Bilan électoral?
Ce poids lourd du paysage politique gabonais ,né après la transition militaire au pouvoir entre 2023 et 2025, a presque tout raflé au sortir des élections législatives et locales de septembre 2025. L'UBD pèse 102 députés sur 145, 52 sénateurs sur 70 et 1 282 conseillers municipaux et départementaux sur 2 311, même si son implantation territoriale n'est véritablement intervenue que bien plus tard ,avec cette tournée nationale récente , lancée en avril 2026 par son Secrétaire exécutif, Mays Mouissi. Ce qui peut aisément se comprendre, puisqu'il cumule ce poste avec celui de membre du gouvernement. Une charge supplémentaire.

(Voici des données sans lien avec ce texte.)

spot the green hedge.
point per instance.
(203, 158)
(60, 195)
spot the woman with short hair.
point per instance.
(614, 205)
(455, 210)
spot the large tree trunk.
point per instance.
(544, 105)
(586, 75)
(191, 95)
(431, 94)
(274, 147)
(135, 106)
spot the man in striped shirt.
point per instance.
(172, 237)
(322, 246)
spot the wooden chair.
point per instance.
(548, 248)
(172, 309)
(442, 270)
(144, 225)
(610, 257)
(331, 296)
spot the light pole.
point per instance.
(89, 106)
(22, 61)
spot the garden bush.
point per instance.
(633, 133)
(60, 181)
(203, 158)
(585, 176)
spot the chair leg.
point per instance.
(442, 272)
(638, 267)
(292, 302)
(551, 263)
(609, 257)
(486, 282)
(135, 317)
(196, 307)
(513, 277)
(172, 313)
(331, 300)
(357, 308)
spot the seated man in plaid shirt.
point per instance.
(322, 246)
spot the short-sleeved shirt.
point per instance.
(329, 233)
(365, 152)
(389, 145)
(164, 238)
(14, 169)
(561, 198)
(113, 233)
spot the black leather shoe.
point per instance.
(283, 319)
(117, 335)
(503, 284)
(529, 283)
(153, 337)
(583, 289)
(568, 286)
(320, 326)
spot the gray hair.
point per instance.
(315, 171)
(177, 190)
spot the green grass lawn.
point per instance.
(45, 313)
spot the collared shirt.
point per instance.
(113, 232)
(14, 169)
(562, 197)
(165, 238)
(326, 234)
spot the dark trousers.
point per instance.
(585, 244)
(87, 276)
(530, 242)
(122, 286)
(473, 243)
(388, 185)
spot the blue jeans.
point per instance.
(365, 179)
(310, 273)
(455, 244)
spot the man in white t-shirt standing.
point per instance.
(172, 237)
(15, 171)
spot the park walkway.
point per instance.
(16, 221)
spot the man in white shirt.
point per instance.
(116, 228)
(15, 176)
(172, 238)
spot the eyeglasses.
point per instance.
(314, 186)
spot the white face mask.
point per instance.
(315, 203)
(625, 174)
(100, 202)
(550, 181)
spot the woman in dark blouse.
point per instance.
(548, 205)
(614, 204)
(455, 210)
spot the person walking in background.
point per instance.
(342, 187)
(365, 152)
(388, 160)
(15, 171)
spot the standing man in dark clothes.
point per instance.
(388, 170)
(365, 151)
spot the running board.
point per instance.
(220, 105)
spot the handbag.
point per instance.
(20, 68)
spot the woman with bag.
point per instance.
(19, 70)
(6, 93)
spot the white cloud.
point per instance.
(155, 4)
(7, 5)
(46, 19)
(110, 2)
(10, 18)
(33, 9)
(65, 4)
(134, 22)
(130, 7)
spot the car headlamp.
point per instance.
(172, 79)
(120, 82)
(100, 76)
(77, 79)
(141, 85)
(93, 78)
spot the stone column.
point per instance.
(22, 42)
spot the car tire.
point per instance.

Implantation sur l'ensemble du territoire
Le parti fondé par Brice Clotaire Oligui Nguema est composé de 8 délégations provinciales, 35 communales, 38 départementales, 200 délégations de quartiers, 150 de villages et plus de 3 000 militants installés et responsabilisés. L’UDB devient donc après le PDG, le parti au pouvoir de l'ancien régime déchu, le parti le mieux implanté et structuré du Gabon en un an. Même s'il est vrai , qu'il regorge en son sein , une très forte dose de transhumants politiques ,anciens barons de l'ancien régime, qui étaient jusqu'à la veille du coup d'Etat de 2023, rebaptisé "coup de libération", des fervents soutiens indéfectibles d'Ali Bongo. Il faut donc saluer le leadership de son président fondateur, également président de la république, qui peut être considéré comme l'acteur majeur de cette réussite, parce qu'il semble être le seul garant de cette cohésion et autre inclusivité, au sein de cette nouvelle formation politique, qui a débouché sur cette mobilisation militante et cette forte adhésion populaire sur le terrain.
Quels sont les limites et les défis à venir?
Comme toutes organisations humaines ,l'UDB fait face à des rivalités internes ,à l'origine ,des conflits de leaderships dans certaines régions du pays et autres divisions locales, qui ralentissent la dynamique collective. On peut également noter une implication insuffisante de certains responsables du parti qui manquent de présence sur le terrain et de suffisamment d’engagement.
Plusieurs observateurs avertis de la vie politique, qui jettent un regard froid sur le parti des bâtisseurs, mettent en garde contre la tentation de reproduire les travers du Parti Démocratique Gabonais (PDG), notamment le clientélisme et le déficit de propositions concrètes. L'UDB se devrait d'être un laboratoires d'idées de gouvernance et de programmes pour la 5 -ème république et non pas un tremplin d'opportunités pour accéder rapidement à des positions politiques juteuses.
Propositions concrètes.
L'UDB doit non seulement miser sur la discipline interne ,c'est à dire ,renforcer la cohésion et réduire les rivalités personnelles, mais également
transformer sa domination électorale en résultats tangibles pour les citoyens, en termes de réformes sociales, économiques, infrastructurelles. Il lui faut en plus éviter de marginaliser la jeunesse et les femmes, en les intégrant davantage dans les cercles de décision. La Ligue des jeunes et des femmes doivent jouer ce rôle et s'imposer sur le terrain. Le seul gage de pérennité de ce parti sera celui de promouvoir une gouvernance transparente et participative, pour éviter de perdre la confiance populaire accordée lors des dernières échéances électorales.
UBD : quel bilan un an après sa création?
Un an après sa création le 5 juillet 2025, l’Union Démocratique des Bâtisseurs (UDB),le parti de Brice Clotaire Oligui Nguema, peut se vanter d' un bilan électoral très impressionnant, mais malheureusement, affiche des rivalités internes qu'il doit surmonter pour transformer sa domination politique en action concrète au service des citoyens.